RE: AFR Replication

gordan@xxxxxxxxxx · Fri, 18 Apr 2008 15:52:05 +0100 (BST)

On Fri, 18 Apr 2008, Christopher Hawkins wrote:

See:   http://www.gluster.org/docs/index.php/Understanding_AFR_Translator

At the bottom of the page are examples to initiate the sync. To clarify on
this point and some of your other questions in the splitbrain thread:

Automatic re-sync due to one server being down is not available yet, but is
coming in the next release with an HA translator. For now you can do a total
re-sync manually by the method listed above, or allow the cluster re-sync
itself over time because accessing a file for a read or write will cause
that file to be synced.

I'm aware of the "read 1 byte/line from a file to sync it" approach. The 
problem I am seeing, however, is that I cannot see files that were created 
on node2 before node1 was started. If I cannot see them, I cannot read 
them to sync them.

I am assuming that this is due to the fact that my underlying FS (Reiser4) 
is having issues with xattrs.

You don't have to AFR from the client side, but you can. You can also do it
on the server side, or even both. Part of the beauty of glusterfs is the
simple building blocks - you can set it up any number of ways. Personally I
don't think n-fold increases in client bandwidth for mirroring is all that
bad. How many "mirrors" do you really need??  :-)

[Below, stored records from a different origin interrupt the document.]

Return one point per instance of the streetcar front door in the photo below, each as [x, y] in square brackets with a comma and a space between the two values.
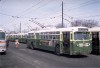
[66, 42]
[95, 42]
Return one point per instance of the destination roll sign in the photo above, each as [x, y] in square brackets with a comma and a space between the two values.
[82, 29]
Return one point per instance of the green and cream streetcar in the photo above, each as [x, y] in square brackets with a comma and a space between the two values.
[71, 40]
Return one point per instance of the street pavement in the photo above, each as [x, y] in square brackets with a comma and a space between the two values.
[28, 58]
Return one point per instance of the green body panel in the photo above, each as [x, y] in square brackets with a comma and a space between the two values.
[37, 44]
[75, 49]
[96, 49]
[71, 49]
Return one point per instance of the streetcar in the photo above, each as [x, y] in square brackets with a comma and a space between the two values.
[22, 37]
[2, 41]
[95, 40]
[71, 40]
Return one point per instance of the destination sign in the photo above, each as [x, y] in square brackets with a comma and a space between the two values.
[82, 29]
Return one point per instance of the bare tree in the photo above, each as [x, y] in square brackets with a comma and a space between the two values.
[59, 25]
[86, 23]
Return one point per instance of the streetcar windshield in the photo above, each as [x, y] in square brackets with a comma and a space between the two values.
[81, 35]
[2, 36]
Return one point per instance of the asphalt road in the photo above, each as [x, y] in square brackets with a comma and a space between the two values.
[27, 58]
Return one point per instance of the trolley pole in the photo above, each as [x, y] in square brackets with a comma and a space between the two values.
[20, 27]
[62, 14]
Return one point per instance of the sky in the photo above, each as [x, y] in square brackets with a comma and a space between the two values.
[45, 12]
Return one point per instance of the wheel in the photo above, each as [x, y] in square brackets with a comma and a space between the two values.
[4, 53]
[57, 50]
[32, 46]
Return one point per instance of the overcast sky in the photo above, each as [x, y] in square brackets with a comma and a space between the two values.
[46, 12]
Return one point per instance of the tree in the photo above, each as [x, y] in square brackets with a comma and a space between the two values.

Fair. How do I configure server-server mirroring?

The server AFR's to other servers, then unifies the AFR'd volumes, then
exports them. The clients mount the export from any given server using round
robin dns or something similar (probably will be deprecated once the HA
translator is available).

You mean, have servers AFR as clients, then re-export the AFR-ed volume 
again? GlusterFS on top of GlusterFS?

That way the client needs only N*1 bandwidth (but
the servers need N* (num of AFR's)). So if you only need to keep 2x copies
of your data, you never need more than 2x the bandwidth. And no matter what
cluster filesystem you use, I can't think of a way to get 2x the files
without 2x the writes.

Sure, I accept that. I was just asking if there was a way to make the 
additional writes server-side, because servers are few and clients are 
many, so n* the server bandwdth will generally be smaller than 
server*client bandwidth.

There is no fencing and no quorum - the cluster is essentially stateless,
which is really great because if you build it right then you can't really
have a situation where split brain is possible (ok, VERY, very unlikely).

I can see that it's less of an issue than block-level split-brain, because 
this would at most lead to the odd file getting corrupted, whereas 
block-level split-brain would destroy the entire FS very quickly.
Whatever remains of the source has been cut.